Surviving the Sandwich Generation: Managing Holiday Stress and Invisible Labor
Caring for young children while also supporting aging parents puts you squarely in the “Sandwich Generation.” It’s a uniquely challenging place to be, and the invisible mental load that comes with it can take a toll on your mental health. Research shows that parental anxiety, depression, social isolation, chronic fatigue, and burnout are at an all-time high, with parental loneliness surging like never before.
Holidays can amplify these challenges, triggering old patterns of behavior and leaving you stretched even thinner. But with awareness, boundaries, and intentional choices, you can reclaim joy and protect your mental health.
The Weight of Invisible Labor
In the 1980s, anthropologists identified “invisible labor,” the unacknowledged work often carried out by caregivers. This includes tasks like:
- Planning and preparing meals
- Buying, wrapping, and sending gifts
- Feeling guilt over cutting time-consuming traditions
- Negotiating family conflicts
- Planning calls and visits
- Sending holiday cards
These tasks may seem small, but together, they create an overwhelming mental load that’s exhausting and emotionally draining.
Setting Boundaries
Holidays often trigger old reactions and behaviors, making it easy to revert to childhood roles and patterns. Setting boundaries can help you manage this dynamic while prioritizing your well-being.
Here’s how to reframe common holiday requests:
-
Instead of: “Sure, I’ll wrap those presents you sent the kids.”
Try: “You can send them unwrapped, but this year, I’m not going to be wrapping any unwrapped presents.” -
Instead of: “I didn’t get your holiday card in the mail!”
Try: “We dropped that tradition.

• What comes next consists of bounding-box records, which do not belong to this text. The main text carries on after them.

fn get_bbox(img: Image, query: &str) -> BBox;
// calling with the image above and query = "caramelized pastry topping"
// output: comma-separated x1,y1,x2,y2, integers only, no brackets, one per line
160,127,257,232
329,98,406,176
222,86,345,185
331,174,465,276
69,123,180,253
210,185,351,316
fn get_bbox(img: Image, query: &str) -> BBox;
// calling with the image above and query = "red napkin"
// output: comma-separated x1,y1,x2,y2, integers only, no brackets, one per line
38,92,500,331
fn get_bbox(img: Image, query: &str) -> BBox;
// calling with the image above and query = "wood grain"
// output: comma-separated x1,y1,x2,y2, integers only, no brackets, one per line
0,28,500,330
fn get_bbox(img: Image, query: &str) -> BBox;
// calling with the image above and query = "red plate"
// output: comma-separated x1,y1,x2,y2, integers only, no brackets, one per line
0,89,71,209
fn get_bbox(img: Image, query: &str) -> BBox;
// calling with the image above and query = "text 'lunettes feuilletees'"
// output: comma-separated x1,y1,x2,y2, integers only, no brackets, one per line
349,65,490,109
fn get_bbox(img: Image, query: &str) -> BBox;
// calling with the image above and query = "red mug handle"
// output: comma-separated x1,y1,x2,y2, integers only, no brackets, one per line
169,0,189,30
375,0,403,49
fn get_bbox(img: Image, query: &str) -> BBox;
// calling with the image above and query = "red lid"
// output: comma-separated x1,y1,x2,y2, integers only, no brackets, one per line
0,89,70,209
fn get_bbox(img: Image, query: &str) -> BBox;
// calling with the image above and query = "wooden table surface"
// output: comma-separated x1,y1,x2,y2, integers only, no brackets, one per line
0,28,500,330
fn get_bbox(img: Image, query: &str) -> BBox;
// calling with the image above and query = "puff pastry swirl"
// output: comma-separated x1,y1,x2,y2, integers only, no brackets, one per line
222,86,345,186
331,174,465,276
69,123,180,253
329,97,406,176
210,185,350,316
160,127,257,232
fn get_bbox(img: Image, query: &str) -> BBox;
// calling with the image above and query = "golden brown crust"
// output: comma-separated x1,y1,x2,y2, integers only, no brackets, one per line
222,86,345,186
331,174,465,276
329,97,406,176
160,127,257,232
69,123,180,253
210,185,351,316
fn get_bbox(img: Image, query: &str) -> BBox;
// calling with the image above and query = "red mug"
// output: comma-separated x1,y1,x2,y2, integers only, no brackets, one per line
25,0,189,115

It’s giving us the space to enjoy the holidays more.” -
Instead of: “Come hug your auntie!”
Try: [To your child] “How do you want to greet Aunt Rose? You can give her a hug or wave from there.” -
Instead of: “Can't you just skip his nap?”
Try: “We know what works for us.” -
Instead of: “Why don’t we make gingerbread houses? My friends do.”

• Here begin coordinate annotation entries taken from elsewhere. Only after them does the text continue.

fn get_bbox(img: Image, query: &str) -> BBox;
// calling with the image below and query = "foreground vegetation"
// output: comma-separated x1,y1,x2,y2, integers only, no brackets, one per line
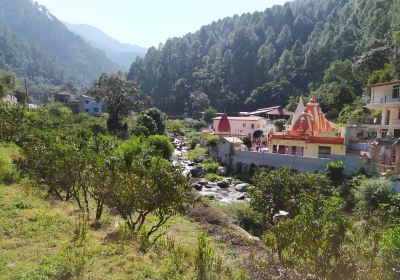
0,97,400,280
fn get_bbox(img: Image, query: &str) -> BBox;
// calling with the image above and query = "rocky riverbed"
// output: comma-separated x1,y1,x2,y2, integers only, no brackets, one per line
172,139,249,203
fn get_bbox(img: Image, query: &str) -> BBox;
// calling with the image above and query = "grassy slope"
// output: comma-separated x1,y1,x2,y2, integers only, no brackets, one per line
0,143,252,279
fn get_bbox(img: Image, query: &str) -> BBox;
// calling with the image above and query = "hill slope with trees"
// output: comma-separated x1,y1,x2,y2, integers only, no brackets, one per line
0,0,118,84
129,0,400,116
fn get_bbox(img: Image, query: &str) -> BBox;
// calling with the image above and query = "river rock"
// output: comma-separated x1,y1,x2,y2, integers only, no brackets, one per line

Try: “You’re right, some families make gingerbread houses. That’s not one of our traditions.”
Tips for Protecting Your Energy
- Assess traditions: Let go of rituals that no longer work for you. Focus on those that bring joy and connection.
- Set boundaries: Decide where to be flexible and where to hold firm.

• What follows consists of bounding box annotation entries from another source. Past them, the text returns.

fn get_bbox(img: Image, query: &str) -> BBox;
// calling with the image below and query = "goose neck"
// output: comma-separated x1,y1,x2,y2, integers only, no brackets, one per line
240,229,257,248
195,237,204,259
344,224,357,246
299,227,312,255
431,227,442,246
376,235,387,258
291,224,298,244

- Use a schedule: Managing expectations can reduce stress for everyone.
- Accept help: Whether it’s a meal, child care, or an errand, take what’s offered.
Managing Children’s Behavior
The holidays can also be tough on kids. Communicate openly with them and consider their temperament. Try these approaches:
- Set expectations: “I know Grandma’s house can feel strange sometimes, but we’re going to try and make it cozy.”
- Acknowledge differences: “Your cousins may have different rules about screens. Let’s find something that works for everyone.”
- Adapt plans: “We’ll skip the museum since the kids aren’t into it, but we’ll meet for lunch afterward.”
- Hold firm: Whatever limits you set, stand by them to create a sense of consistency and security for your family.
Find Joy in the Moment
Amid the hustle, remember what matters most: connection. Try these strategies to center joy:
- Build community and lean on others.
- Focus on experiences you love, not picture-perfect Instagram posts.
- Practice forgiveness—for yourself and others.
- Prioritize the present moment.
The holidays don’t have to feel overwhelming. By setting boundaries and managing expectations, you can protect your mental health while creating meaningful, joyful connections with those you care about most.